The UN, which was silent when Jerusalem’s one hundred thousand Jews were besieged and threatened with losing vital supplies during the War of Independence, had now awoken. Their nemesis was not the aggressors who attempted to destroy the newborn Jewish State, but the Jews who managed to survive the invasion and defend their independence. The Jewish State, which emerged out of the ruins of anti-Semitism, pogroms, and Nazi atrocities, which had survived a perilous war for its very survival, responded to world pressure with defiance.

The people spoke out, now it was the turn of the Knesset. The following day, during a parliamentary session, Prime Minister David Ben Gurion addressed the issue of the upcoming UN vote. The Prime Minister called the UN resolution 181 which partitioned the land of Israel but also called for the internationalization of Jerusalem as ‘null and void,’ since, “Had we not been able to withstand the aggressors who rebelled against the UN (by attacking Jerusalem following the 1947 Partition vote) Jewish Jerusalem would have been wiped off the face of the earth, the Jewish population would have been eradicated and the State of Israel would not have arisen. Thus, we are no longer morally bound by the U.N. resolution of November 29, since the U.N. was not able to implement it.” Ben Gurion also denied that severing Jerusalem from the Jewish State would advance the cause of peace.

Menachem Begin, Leader of the Cherut Party, also addressed the Knesset that day, “On behalf of the Cherut party group founded by the IZL, (Irgun Tzvai Leumi) I have the honor of announcing that any attempt to impose alien rule on Jerusalem will be smashed on the rock of the resistance of the entire nation….The nation that dwells in Zion will decide what the extent of Israel’s sovereignty shall be.” Regarding the increasing international pressure, Begin stated, “This must be stopped…The world must be told that Jerusalem is ours, all of it-the Temple Mount, the Western Wall, Jerusalem inside and outside the walls-and that it is our capital, both in practice and in theory.”

The UN disregarded the calls of Israel’s leaders. On December 9, UN vote (resolution 303) was passed with thirty eight nations supporting, fourteen opposing, and seven abstaining, The Israeli government responded to the UN vote on December 13 by voting to transfer the government to Jerusalem.

Around the world, supportive expressions from Jewish communities abounded. The prevailing view was expressed by the New York Yiddish daily, Der Tog which carried a headline, ‘Mazal Tov Jerusalem, Capital of Israel.’ Its front page featured an editorial which stated, “The Knesset acted in conformity with the 2,000 year old dream and hopes of the entire Jewish people. We know that the decision is loaded with all kinds of consequences. Therefore we say to the leaders of Israel. The Jews of America and the World are with you”

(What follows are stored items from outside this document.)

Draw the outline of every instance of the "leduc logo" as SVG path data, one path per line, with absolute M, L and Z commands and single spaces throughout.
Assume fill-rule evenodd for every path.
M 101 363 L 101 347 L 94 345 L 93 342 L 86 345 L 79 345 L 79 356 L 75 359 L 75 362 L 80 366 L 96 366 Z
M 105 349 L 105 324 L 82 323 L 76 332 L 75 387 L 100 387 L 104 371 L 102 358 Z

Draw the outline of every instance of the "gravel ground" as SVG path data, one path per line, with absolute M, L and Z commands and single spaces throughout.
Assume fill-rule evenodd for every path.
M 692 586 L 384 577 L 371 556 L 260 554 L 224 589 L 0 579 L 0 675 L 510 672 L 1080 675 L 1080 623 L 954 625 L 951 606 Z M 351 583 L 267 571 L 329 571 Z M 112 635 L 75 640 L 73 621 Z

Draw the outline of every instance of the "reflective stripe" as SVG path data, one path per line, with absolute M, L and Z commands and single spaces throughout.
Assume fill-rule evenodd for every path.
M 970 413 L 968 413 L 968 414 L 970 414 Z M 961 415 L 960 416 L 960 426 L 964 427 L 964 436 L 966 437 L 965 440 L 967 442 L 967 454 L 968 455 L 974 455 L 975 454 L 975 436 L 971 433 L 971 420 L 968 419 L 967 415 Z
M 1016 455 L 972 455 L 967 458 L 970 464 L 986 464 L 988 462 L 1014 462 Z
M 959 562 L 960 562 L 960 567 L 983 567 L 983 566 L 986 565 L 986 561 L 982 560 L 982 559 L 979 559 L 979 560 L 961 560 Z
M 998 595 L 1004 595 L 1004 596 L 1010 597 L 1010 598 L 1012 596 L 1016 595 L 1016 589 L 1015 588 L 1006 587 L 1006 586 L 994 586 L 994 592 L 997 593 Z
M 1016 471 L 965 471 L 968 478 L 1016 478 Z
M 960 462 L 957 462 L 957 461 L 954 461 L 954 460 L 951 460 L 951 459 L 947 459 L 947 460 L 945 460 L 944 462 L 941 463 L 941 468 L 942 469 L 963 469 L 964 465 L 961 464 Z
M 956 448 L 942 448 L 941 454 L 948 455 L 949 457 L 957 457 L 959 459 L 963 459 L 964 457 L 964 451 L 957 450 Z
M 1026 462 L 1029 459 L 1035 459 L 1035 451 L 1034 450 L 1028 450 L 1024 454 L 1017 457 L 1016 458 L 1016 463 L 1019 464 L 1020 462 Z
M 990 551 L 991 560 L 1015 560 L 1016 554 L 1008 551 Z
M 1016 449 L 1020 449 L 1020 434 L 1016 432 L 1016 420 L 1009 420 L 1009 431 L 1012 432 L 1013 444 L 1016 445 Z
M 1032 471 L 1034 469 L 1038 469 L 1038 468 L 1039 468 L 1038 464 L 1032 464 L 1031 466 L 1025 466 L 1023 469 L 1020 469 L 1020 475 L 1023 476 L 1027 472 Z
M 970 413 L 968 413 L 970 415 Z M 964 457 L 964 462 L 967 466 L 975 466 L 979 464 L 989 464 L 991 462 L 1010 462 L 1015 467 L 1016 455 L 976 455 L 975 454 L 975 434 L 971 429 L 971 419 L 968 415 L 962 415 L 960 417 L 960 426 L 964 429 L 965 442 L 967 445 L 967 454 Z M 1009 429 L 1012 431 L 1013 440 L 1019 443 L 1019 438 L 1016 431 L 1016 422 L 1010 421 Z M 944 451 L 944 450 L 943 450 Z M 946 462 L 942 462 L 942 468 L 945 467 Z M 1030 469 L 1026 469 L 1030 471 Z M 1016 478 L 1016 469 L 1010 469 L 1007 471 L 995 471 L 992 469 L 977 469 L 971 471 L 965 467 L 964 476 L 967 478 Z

The Israeli Knesset officially opened in Jerusalem on February 14, 1950, at the Jewish Agency headquarters on King George Street. The newly elected President of Israel, Chaim Weizmann, was handed the keys to the city by the mayor Daniel Auster. Following the ceremonial sounding of a Shofar, the president entered the makeshift abode of the Knesset and swore an oath of loyalty to the State of Israel.

In 1949, Jerusalem had galvanized the Jewish people as Israel’s government had relocated to its historic capital. Jerusalem is still a point of international focus; pressure on Israel to relinquish Jerusalem’s Old City won in the 1967 Six Day War continues. Once again, Israel faces an immense challenge.